In addition to opening Taiwan's service sector to mainland investors, the controversial Cross-Strait Trade in Services Agreement is more fundamentally an extension of an economic cooperation agreement. Liberalisation generally favours businesses with higher competitiveness, which in many cases means those with more capital. Conglomerates mostly fare better than mom-and-pop shops in the globalised economy.
During Taiwan's “economy miracle” from the 1950s to the 1990s, the success of local capitalists were to a substantial degree translated to the improvement in living standards of the Taiwanese majority through increases in workers' income and national wealth. The public, in return, supported pro-business policies that they could see as beneficial to their own interests. The exodus of Taiwanese manufacturers to nations with lower labour costs such as China, combined with Taiwan's sluggishness in building high value-added industries due to its overdependence on low-profit margin high-tech contract manufacturing, resulted in a decade-long income stagnation.
To make matters worse, local capital moves from job-creating investment to the purchase of limited commodities such as real estate, driving up home-prices, just as the rise of populous emerging markets such as mainland China and India drives up food and gas prices. As a result, a generation of people who saw their parents fulfil their dreams of economic independence and home ownership found themselves disfranchised by society. The millennials, Taiwan's best educated generation in terms of college enrollment rates, found themselves underpaid and underemployed. In this light, it would have been a surprise if the younger generation maintained their parents' faith in pro-business and pro-trade policies.

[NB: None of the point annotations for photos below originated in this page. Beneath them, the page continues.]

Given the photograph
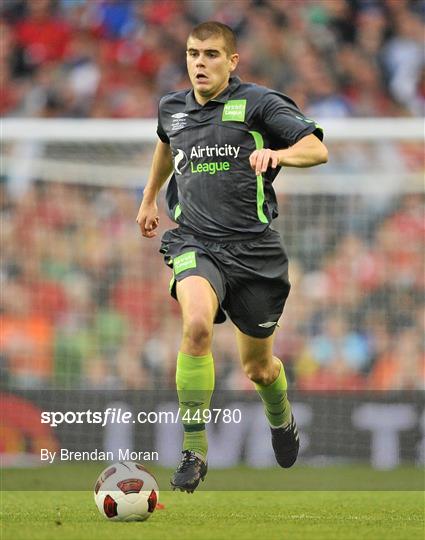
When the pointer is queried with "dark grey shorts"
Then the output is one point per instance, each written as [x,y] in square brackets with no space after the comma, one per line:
[249,277]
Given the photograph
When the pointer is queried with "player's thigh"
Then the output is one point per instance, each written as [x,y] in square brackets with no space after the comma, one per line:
[198,300]
[253,350]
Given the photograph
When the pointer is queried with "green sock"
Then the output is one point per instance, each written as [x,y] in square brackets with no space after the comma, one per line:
[195,385]
[276,404]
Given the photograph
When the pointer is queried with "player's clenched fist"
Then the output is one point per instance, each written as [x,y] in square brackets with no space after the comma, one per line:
[261,160]
[148,219]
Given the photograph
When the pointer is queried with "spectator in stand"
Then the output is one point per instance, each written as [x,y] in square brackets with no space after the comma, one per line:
[114,58]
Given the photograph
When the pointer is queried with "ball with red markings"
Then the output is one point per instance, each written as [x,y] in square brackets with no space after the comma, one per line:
[126,491]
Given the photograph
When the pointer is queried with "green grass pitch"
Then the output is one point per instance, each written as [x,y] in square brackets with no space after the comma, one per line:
[217,515]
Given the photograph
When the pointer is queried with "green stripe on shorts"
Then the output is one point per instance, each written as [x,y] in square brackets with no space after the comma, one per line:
[184,262]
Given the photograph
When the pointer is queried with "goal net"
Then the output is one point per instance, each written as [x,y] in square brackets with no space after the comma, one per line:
[87,319]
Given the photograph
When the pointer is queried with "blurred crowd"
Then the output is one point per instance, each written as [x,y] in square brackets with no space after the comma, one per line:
[85,300]
[115,58]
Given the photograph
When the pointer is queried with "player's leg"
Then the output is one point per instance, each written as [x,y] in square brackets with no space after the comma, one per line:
[194,376]
[268,375]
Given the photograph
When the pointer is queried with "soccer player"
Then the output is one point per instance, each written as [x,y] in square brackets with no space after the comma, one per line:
[226,140]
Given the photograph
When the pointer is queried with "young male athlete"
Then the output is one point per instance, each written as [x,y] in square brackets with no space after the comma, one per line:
[226,140]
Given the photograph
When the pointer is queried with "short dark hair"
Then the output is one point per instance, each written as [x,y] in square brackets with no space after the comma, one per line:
[213,28]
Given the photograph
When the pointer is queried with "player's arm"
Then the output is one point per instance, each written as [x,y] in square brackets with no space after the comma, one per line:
[307,152]
[162,166]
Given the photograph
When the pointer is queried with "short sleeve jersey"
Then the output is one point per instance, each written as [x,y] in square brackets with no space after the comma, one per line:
[214,192]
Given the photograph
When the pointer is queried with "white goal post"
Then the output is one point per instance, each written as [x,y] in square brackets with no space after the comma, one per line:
[44,148]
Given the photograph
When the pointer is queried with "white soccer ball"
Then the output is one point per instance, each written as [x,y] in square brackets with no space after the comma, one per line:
[126,491]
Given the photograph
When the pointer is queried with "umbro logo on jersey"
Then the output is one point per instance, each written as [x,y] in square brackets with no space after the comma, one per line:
[268,324]
[178,121]
[180,161]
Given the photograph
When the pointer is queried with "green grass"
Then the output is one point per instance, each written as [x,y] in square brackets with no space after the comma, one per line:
[338,502]
[81,477]
[216,515]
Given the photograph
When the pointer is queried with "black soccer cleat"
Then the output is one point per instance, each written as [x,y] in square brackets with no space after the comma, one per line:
[190,471]
[286,444]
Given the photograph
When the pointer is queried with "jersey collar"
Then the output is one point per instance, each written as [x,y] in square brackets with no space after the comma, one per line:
[193,105]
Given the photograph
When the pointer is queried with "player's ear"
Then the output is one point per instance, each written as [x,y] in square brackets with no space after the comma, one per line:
[234,60]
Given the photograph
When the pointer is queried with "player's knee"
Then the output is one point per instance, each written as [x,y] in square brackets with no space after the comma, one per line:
[197,332]
[259,372]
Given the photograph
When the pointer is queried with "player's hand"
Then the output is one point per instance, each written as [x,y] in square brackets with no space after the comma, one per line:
[148,219]
[261,160]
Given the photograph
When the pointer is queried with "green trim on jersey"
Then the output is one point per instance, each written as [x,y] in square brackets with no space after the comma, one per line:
[184,262]
[259,144]
[234,111]
[177,212]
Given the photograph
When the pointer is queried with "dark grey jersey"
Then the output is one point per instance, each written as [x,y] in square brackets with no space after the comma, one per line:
[214,193]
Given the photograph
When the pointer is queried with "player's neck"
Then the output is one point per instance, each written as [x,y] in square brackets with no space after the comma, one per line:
[202,100]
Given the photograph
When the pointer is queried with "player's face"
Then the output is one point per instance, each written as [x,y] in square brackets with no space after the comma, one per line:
[209,67]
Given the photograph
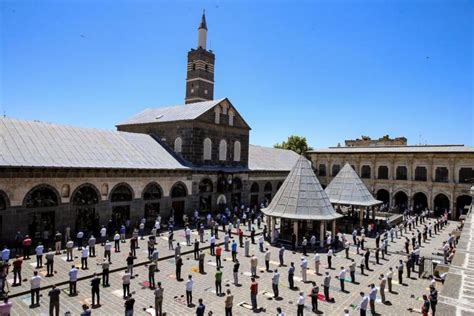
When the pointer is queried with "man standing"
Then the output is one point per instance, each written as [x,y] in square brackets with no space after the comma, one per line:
[267,259]
[73,281]
[326,284]
[300,303]
[126,284]
[291,274]
[253,293]
[189,290]
[253,266]
[159,300]
[281,254]
[179,263]
[275,281]
[342,276]
[383,281]
[229,301]
[372,297]
[234,250]
[54,300]
[49,262]
[35,283]
[314,298]
[218,279]
[363,304]
[236,272]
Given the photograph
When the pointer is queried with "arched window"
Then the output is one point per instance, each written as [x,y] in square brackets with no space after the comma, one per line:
[231,117]
[85,195]
[322,170]
[121,193]
[152,192]
[402,173]
[178,145]
[222,150]
[207,150]
[382,172]
[178,190]
[254,188]
[441,174]
[237,151]
[217,113]
[365,172]
[420,173]
[466,175]
[41,196]
[335,170]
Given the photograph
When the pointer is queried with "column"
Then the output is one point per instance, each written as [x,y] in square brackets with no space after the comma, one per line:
[321,234]
[295,229]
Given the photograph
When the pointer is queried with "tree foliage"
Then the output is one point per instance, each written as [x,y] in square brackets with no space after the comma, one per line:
[296,143]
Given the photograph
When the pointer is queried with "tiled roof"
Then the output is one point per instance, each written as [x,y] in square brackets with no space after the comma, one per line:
[348,188]
[301,196]
[36,144]
[271,159]
[172,113]
[396,149]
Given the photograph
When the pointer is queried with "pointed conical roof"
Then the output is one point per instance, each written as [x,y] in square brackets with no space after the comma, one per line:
[348,188]
[301,196]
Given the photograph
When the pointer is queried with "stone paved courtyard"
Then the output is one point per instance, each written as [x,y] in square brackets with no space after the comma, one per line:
[405,296]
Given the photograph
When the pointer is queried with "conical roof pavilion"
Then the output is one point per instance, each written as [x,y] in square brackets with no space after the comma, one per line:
[348,188]
[301,197]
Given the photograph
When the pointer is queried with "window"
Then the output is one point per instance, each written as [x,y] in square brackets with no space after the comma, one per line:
[231,118]
[466,175]
[441,174]
[322,170]
[207,151]
[335,170]
[420,173]
[217,111]
[383,172]
[365,172]
[402,173]
[223,150]
[237,151]
[178,144]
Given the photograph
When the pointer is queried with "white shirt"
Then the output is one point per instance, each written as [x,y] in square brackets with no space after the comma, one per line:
[35,282]
[189,285]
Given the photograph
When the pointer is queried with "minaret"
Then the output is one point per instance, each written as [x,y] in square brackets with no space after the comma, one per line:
[200,72]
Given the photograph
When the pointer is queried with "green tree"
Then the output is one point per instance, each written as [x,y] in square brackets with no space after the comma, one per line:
[296,143]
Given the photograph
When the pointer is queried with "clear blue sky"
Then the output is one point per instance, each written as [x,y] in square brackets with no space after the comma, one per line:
[328,70]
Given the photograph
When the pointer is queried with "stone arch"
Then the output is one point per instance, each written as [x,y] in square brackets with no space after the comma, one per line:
[207,149]
[223,150]
[4,200]
[84,194]
[420,201]
[121,192]
[441,204]
[178,190]
[42,195]
[152,191]
[237,149]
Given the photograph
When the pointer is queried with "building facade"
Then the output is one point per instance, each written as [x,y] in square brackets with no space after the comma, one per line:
[437,177]
[165,161]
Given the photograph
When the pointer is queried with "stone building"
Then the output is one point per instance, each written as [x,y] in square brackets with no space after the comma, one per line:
[437,177]
[175,159]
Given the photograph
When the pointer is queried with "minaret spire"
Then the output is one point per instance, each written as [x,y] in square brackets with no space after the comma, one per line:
[202,32]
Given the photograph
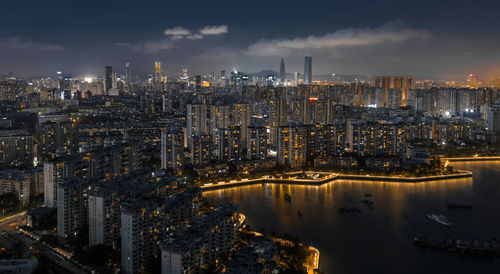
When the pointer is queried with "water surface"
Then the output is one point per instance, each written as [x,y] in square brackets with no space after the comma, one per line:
[379,240]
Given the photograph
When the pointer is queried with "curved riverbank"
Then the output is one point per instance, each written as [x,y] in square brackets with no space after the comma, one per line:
[330,177]
[471,159]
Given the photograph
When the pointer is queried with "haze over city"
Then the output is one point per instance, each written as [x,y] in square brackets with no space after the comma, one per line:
[311,137]
[437,40]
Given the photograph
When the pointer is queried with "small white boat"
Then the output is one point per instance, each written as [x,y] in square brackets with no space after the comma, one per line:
[440,219]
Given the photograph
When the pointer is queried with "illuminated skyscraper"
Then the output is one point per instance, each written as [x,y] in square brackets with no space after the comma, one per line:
[307,70]
[127,73]
[196,120]
[407,88]
[282,71]
[108,79]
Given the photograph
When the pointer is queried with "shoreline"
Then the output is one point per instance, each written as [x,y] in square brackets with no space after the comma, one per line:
[331,177]
[471,159]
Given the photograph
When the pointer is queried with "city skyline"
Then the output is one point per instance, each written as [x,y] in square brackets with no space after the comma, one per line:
[426,43]
[249,137]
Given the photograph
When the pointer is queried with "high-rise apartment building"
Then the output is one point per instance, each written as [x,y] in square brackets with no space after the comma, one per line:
[172,149]
[196,120]
[108,79]
[282,71]
[307,70]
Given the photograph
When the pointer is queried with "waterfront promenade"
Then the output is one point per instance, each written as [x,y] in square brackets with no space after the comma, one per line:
[326,177]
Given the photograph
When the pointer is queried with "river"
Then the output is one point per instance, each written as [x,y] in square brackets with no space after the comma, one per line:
[380,240]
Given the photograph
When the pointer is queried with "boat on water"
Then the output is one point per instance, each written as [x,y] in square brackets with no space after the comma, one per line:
[349,209]
[459,206]
[440,219]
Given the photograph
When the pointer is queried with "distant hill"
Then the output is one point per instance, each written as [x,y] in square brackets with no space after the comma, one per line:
[316,77]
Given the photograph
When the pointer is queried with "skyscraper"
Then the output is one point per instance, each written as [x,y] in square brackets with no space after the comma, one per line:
[108,79]
[307,70]
[127,73]
[282,71]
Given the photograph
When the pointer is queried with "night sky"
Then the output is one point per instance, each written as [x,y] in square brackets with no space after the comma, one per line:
[438,39]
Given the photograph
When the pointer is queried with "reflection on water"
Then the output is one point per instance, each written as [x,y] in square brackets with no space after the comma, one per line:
[378,239]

One can tell that income inequality has become a major issue when a book on the statistics and history of world inequality gains blockbuster status. The new book by French economist Thomas Piketty, titled “Capital in the Twenty-First Century”, recently received global attention and was compared by prominent pundits as a watershed work. Nobel economics laureate Paul Krugman described it as “the most important economics book of the year - and maybe of the decade”.
In the book, Piketty compiles decades worth of available data from income and wealth records from the world's major economies. He tackles the question of wealth distribution with strong statistical analyses, engaging debates on the merit of free-trade capitalism and income inequality with strong statistical support - debates which the writer said have “long been based on an abundance of prejudice and a paucity of fact.”

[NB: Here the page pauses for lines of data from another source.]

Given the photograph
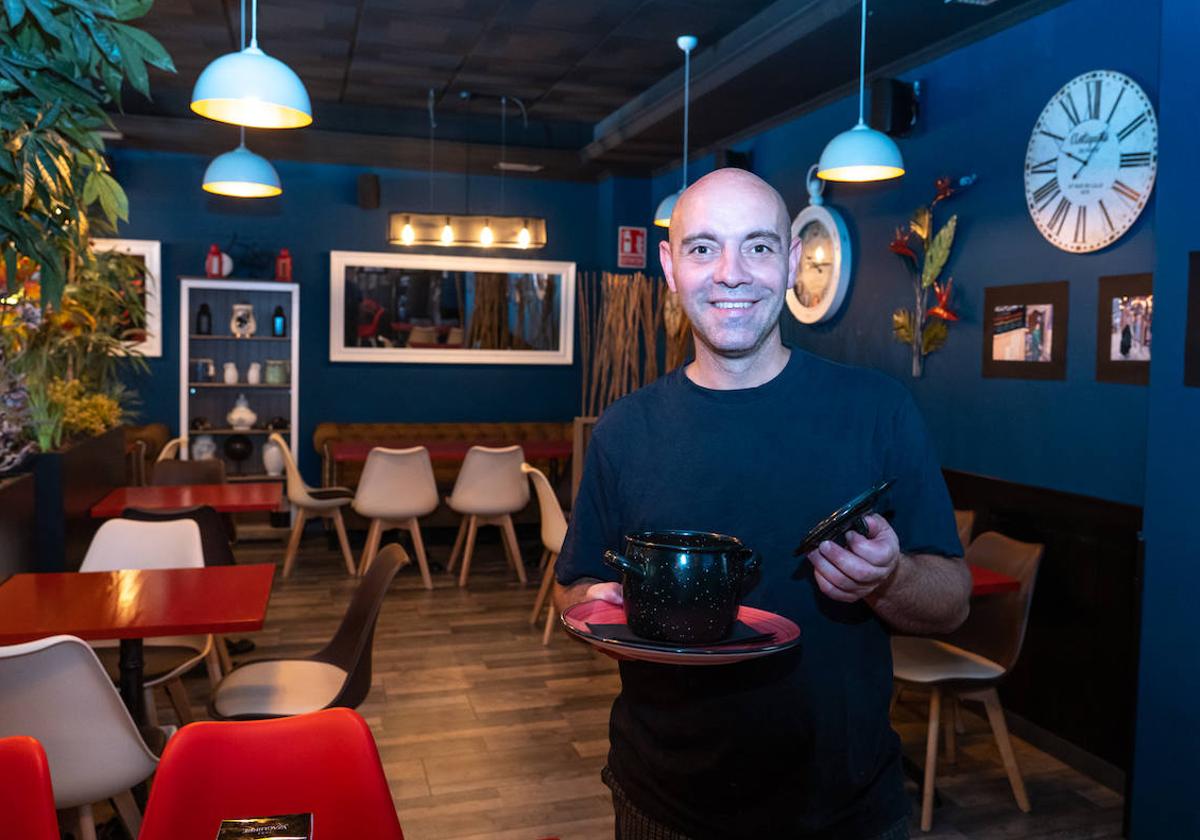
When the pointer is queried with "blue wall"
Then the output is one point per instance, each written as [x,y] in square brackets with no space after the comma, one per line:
[978,106]
[1167,759]
[317,214]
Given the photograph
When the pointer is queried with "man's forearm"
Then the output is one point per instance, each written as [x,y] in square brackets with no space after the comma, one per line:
[928,594]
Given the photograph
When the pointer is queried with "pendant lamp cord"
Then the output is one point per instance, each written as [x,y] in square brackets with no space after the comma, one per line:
[862,64]
[687,99]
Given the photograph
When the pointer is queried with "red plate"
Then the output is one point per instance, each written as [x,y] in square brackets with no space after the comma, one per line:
[785,635]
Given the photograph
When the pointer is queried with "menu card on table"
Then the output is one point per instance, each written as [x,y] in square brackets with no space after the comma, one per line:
[280,827]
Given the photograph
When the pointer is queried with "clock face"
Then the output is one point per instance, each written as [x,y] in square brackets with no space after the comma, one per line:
[823,275]
[1091,161]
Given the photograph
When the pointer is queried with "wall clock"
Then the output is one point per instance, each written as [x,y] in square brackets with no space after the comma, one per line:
[1091,161]
[823,275]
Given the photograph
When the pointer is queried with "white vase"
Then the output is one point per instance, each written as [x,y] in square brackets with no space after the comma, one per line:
[273,459]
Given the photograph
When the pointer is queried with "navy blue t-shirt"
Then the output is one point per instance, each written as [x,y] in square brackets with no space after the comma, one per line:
[796,744]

Piketty rightly regards income inequality as more than a mere economic issue: “When the rate of return on capital exceeds the rate of growth of output and income, capitalism automatically generates arbitrary and unsustainable inequalities that radically undermine the meritocratic values on which democratic societies are based.”
Nowadays, the rich generally see rates of return on capital at around 5 per cent annually while rates of economic growth hover at around 1.5 per cent.
While Piketty challenges both the optimistic theory that wealth increase “raises all boats” and the gloomy prediction that capitalism will bring about an economic apocalypse, he regards postwar prosperity and the narrowing of the income gap not as a product of economic inevitability but of the abnormality of the catastrophic world wars, which wiped out the accumulated wealth of the “1 per cent” in the 1900s. In other words, without intervention, the widening of the income gap could be the norm, not the exception.
As Piketty points out, inequality is not necessarily bad in itself. Equalisation by strangling business will only make everyone poor. The government, however, should recognise the challenge of income inequality and realise that business as usual has to end. In the short-to-mid term, the government should incubate high value-added, innovative and job-creating businesses to replace high-pollution, high-energy-consumption and low-labor-margin industries as the engine of Taiwan's economy. It should also shift from traditional policies that tilt too much toward business owners. In the long term, the government should have measures ready to absorb the impact of industrial automation so that the wealth created by increasingly capable machines will not be shared only among people with the capital to own them.